As global environmental challenges intensify, the ability to manage risk while fostering innovation is increasingly essential for achieving meaningful and lasting impact. For the GEF, the rationale for supporting innovation—particularly through the use of advanced technologies—has never been more compelling. These tools offer the potential to address complex and systemic threats, such as climate change, biodiversity loss, and pollution at scale, where conventional solutions might be insufficient.
To address this need, the GEF has made notable institutional shifts. The GEF-8 Strategic Positioning Framework emphasized innovation as a key driver for transformational change (GEF Secretariat 2022b), supported by the establishment of an Innovation Window and reinforced by the adoption of the 2024 risk appetite statement, which assigns the GEF a high appetite for innovation risk (GEF 2024b; STAP 2022). These developments signal a clear commitment to enabling calculated risk-taking and forward-looking solutions designed to accelerate systemic change.

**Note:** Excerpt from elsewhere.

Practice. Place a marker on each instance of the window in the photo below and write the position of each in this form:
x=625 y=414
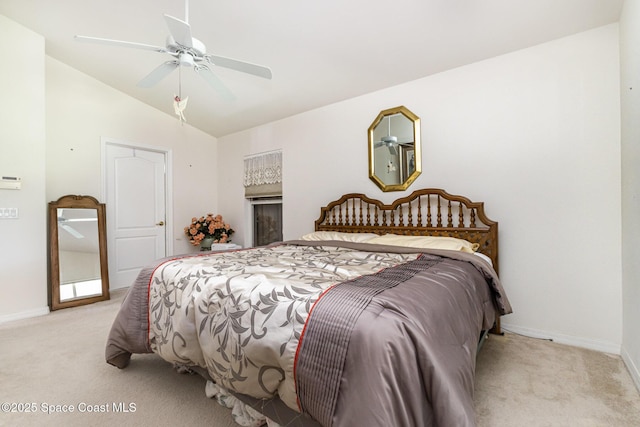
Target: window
x=263 y=190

Risk management in the GEF, however, extends well beyond innovation. Projects must also navigate contextual risks, including climate variability, environmental and social safeguards, and shifting political or governance conditions, as well as execution risks, such as fiduciary oversight, institutional capacity, and challenges to stakeholder engagement. Recognizing these diverse challenges, the GEF Council adopted a risk appetite framework to guide Agencies in taking calculated risks. This framework differentiates risk appetite across three dimensions: innovation risk (high), contextual risk (substantial), and execution risk (moderate). By applying differentiated appetite levels, the framework supports adaptive risk management and learning, enabling projects to pursue systemic and scalable outcomes while maintaining robust mitigation measures (table 9.1).

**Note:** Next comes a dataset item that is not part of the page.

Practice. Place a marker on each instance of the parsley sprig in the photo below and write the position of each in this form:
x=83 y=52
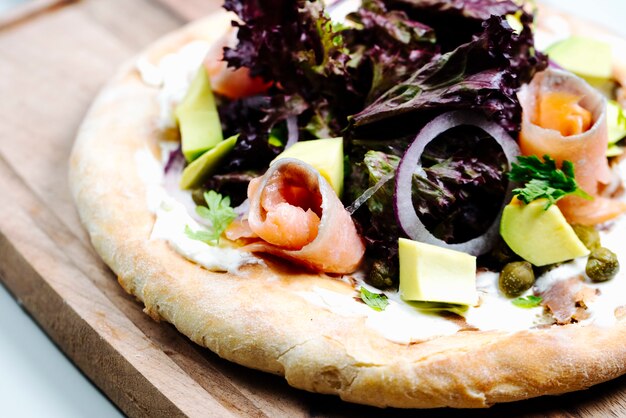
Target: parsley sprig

The GEF places particular emphasis on innovation risk, recognizing that transformational change often requires testing unproven solutions. This risk encompasses three areas: institutional and policy risks, arising from political or regulatory shifts; technological risks, linked to the uncertain performance of new or unproven technologies; and financial and business model risks, reflecting the challenges of attracting private investment to novel instruments such as biodiversity credits or blended finance.

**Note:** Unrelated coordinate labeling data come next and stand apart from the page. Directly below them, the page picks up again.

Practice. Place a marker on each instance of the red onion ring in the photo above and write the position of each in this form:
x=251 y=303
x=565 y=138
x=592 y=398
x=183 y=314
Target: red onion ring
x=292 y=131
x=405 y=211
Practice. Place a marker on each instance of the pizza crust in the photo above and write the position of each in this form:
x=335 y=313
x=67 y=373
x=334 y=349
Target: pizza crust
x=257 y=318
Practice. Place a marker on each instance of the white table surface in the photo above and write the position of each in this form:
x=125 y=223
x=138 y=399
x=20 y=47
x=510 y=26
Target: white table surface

While many successful approaches combine different types of innovation, this chapter focuses on technological innovation and its associated risks, reflecting both its high rating in the GEF risk appetite statement and its potential to deliver quick, tangible outputs and attract private sector engagement. Recent years have seen an exponential pace of technological advancement, offering unprecedented opportunities to address environmental challenges at scale. Scientific and policy assessments (e.g., Bierbaum et al. 2024; Lenton et al. 2023; World Economic Forum 2017, 2020, 2021) highlight technological innovation as a key enabler of transformational environmental management, from reducing greenhouse gas emissions and improving natural resource efficiency to curbing pollution and boosting agricultural productivity.
Against this backdrop, this chapter examines risk in the GEF portfolio broadly, with a focus on technological innovation. It draws on two recent evaluations—Assessing Portfolio-Level Risk in the GEF and Evaluation of Innovation and Application of Technologies in the GEF (GEF IEO forthcoming-b, forthcoming-l)—to explore how risk and innovation ambitions are being translated into practice, what enabling conditions are needed, and which barriers remain.